Though some wushu weapons fall too short of the real thing in appearance and quality, this Monk’s Spade combines modern construction with respect for the original weapon’s character. The result is a light training weapon entirely suited to the acrobatics of wushu. Three pounds heavy and 78 inches long, it’s a large weapon even for Western kung fu students, but not so weighty that it interferes with learning movements. Heavier versions could be more appropriate for other types of training.
Edges and points of the spade and the crescent moon pommel are unsharpened but still carry the dangerous shapes that made this a popular main weapon for the monks of ancient China.
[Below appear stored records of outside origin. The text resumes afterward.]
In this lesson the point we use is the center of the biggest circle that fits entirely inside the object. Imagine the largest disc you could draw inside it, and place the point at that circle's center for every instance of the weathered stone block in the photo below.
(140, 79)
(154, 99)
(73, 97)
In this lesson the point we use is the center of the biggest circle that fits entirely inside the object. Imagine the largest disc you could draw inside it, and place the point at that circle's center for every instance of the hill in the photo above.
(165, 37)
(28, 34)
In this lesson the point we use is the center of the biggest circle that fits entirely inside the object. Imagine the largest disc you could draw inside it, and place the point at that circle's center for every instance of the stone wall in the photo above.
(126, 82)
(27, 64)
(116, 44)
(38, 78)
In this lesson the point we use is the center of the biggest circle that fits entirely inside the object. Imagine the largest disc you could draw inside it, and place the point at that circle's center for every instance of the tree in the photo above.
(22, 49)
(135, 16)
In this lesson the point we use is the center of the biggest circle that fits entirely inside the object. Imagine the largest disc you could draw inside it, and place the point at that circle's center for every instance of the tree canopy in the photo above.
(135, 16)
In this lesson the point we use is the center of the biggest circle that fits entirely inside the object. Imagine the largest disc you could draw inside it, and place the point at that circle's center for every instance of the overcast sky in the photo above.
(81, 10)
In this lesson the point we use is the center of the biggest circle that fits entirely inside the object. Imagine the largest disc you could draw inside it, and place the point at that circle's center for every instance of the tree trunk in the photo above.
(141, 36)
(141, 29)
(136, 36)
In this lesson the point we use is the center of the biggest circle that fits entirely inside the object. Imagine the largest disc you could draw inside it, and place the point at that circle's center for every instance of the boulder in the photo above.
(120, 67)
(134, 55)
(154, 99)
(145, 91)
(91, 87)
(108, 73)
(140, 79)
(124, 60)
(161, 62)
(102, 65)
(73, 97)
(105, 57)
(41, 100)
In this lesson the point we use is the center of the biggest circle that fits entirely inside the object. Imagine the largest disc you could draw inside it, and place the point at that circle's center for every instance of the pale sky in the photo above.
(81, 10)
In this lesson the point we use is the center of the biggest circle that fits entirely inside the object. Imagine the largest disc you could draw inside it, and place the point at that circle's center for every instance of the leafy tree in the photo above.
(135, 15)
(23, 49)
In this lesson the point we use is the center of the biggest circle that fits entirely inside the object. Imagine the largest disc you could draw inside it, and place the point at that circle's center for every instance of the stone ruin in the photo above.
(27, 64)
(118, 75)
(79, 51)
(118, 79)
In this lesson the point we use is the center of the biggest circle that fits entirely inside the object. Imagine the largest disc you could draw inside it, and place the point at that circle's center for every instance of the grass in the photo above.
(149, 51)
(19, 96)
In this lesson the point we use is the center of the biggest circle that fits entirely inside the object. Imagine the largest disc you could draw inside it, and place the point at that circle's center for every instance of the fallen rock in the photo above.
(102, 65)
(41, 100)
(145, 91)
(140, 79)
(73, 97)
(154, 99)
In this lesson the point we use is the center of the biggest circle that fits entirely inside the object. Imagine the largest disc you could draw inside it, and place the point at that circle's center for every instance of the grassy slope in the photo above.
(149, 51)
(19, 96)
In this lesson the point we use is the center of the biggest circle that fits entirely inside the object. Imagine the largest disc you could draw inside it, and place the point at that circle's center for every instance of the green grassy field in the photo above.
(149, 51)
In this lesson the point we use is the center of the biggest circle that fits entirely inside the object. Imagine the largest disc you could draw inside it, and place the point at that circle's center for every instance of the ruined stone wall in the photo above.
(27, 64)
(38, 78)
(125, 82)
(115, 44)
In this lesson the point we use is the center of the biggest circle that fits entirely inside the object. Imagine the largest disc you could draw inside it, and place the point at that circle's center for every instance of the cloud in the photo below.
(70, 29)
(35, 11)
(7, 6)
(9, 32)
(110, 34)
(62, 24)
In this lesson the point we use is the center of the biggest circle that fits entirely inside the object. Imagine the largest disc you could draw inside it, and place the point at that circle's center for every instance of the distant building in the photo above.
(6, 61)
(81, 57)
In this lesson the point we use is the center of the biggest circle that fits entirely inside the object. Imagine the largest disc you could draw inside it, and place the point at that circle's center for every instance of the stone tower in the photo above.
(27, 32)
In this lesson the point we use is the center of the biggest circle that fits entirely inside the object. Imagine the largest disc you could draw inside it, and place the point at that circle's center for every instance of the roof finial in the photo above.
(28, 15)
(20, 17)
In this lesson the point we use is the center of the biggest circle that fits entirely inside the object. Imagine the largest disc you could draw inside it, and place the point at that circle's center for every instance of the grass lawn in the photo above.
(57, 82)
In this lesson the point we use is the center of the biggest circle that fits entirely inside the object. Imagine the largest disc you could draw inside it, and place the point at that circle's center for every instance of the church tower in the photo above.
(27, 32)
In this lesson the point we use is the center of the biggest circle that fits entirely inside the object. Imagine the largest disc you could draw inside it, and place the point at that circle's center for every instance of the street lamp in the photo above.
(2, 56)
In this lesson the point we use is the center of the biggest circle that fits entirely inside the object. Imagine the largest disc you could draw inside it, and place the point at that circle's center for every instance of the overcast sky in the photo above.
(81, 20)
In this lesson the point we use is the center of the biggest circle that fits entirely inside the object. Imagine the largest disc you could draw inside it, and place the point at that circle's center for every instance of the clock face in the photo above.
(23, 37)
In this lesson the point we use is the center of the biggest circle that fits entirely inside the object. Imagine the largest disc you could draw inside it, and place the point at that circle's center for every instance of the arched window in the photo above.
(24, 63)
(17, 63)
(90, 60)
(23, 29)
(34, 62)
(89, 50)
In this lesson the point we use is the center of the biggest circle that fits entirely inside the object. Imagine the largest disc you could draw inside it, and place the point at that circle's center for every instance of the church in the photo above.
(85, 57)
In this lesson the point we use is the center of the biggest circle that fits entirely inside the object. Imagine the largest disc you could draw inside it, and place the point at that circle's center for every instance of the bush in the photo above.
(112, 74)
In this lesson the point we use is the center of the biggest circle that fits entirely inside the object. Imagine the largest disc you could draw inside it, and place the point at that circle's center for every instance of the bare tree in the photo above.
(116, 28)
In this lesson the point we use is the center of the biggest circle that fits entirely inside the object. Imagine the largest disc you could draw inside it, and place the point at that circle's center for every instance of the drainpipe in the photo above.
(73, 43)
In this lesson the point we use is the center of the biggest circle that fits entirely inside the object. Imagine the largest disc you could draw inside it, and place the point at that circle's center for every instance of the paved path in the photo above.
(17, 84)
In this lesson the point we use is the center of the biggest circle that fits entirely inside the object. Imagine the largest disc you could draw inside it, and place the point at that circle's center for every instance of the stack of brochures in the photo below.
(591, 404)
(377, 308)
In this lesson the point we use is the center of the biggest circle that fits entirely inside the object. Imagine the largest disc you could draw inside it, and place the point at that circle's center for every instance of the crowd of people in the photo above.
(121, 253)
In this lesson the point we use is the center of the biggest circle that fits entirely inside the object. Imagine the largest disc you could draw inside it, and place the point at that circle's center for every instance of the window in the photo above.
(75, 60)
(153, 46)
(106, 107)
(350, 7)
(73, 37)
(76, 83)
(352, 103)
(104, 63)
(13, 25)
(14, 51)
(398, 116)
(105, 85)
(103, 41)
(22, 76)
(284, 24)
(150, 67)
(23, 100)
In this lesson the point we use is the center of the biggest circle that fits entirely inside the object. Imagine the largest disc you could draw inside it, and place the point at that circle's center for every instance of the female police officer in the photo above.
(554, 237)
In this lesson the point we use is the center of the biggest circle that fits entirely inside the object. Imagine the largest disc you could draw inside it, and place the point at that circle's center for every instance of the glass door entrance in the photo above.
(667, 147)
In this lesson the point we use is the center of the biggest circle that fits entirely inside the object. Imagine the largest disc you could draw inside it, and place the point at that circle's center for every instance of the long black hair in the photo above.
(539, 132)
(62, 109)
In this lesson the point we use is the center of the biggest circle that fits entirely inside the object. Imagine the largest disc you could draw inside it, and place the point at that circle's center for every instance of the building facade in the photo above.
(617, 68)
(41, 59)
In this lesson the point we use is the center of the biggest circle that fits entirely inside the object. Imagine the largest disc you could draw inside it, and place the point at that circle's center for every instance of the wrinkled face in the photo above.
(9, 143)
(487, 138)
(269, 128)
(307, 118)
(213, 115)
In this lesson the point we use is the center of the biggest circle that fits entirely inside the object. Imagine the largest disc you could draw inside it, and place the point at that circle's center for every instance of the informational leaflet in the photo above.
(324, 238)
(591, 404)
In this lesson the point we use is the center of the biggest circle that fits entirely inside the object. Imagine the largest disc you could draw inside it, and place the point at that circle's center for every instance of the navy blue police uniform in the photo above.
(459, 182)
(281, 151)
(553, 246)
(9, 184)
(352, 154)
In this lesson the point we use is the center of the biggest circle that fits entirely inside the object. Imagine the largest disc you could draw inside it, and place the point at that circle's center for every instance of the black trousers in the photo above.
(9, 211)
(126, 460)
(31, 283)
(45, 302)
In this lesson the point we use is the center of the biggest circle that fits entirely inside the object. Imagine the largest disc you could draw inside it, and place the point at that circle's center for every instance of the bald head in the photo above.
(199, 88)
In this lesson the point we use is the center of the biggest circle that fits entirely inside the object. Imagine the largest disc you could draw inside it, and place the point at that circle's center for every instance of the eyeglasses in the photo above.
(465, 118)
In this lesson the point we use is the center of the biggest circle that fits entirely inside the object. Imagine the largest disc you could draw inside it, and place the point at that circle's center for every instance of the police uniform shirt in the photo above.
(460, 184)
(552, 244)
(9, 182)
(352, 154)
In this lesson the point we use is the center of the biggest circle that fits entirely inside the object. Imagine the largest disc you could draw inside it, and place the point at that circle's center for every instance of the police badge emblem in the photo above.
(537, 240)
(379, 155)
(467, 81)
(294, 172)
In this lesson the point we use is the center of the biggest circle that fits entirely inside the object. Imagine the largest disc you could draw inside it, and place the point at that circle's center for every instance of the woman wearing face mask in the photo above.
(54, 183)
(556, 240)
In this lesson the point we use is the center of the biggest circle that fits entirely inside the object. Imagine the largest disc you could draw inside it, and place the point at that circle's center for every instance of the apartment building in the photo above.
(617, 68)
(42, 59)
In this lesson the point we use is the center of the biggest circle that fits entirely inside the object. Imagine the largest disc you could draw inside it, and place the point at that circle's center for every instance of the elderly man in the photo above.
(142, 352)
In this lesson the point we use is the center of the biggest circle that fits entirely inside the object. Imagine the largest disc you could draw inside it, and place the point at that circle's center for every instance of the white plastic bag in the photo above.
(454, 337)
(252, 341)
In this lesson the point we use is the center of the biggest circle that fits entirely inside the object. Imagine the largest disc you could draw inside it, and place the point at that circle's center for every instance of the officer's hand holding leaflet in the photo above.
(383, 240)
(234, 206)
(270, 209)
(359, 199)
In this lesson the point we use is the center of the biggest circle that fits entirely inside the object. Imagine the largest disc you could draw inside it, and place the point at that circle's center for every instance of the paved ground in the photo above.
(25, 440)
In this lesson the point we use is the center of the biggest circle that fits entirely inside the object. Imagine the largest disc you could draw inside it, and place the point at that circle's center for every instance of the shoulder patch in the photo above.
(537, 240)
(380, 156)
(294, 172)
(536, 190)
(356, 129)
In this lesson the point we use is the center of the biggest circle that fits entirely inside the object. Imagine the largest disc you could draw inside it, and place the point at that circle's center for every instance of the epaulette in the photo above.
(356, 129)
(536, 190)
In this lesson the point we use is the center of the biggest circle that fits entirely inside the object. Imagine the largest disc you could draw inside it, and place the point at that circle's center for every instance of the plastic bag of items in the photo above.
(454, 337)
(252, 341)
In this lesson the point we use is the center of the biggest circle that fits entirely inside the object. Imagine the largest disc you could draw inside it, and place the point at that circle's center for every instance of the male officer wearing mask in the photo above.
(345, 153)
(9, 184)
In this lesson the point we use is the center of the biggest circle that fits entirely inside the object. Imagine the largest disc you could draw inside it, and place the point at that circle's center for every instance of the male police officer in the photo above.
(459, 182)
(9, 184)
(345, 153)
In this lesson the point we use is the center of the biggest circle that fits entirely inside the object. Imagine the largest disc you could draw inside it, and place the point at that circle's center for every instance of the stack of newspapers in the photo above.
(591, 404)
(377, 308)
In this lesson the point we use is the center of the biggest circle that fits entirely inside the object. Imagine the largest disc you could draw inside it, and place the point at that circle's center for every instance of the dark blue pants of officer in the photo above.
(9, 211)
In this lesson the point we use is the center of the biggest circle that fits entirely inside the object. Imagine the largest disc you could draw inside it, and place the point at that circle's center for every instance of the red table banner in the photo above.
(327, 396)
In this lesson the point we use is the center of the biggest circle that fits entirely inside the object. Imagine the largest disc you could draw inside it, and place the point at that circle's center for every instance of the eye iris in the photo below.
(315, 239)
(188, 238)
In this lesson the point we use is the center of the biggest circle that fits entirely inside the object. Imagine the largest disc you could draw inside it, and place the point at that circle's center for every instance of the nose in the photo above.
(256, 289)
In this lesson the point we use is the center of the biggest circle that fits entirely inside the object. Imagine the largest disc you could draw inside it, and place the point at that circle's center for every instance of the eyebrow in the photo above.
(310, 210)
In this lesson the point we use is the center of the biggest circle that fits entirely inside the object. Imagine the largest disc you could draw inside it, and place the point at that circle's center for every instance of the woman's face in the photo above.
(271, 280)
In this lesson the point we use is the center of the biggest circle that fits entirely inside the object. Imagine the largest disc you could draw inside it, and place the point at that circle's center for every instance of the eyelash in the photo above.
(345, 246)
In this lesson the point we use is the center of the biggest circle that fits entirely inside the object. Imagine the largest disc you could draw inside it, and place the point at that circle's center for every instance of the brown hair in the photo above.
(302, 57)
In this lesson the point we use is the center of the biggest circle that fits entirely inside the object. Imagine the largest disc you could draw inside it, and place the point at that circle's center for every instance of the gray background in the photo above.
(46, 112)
The wushu version should be used with caution — though it isn’t a combat level build, it could do combat quality damage to bystanders. Even dull weapons cut.
The monk’s spade has an intriguing history with a foundation in the non-violent traditions of China’s warrior monks. Following the path of enlightenment by choice, these men still had social and moral obligations. Monks often carried money from temple to temple, making themselves a favorite target of skilled highwaymen. Many of the faith shunned weapons but needed practical protection. Farm tools evolved into unique monastic weapons like the monk’s spade, useful for fending off bandits as well as for digging the occasional grave for those who tried too hard. The decorative rings link back to the weapon’s agricultural past when the tool doubled as a plow blade pulled by other members of the family. Still a visual part of the monk’s spade, the rings serve no combat function.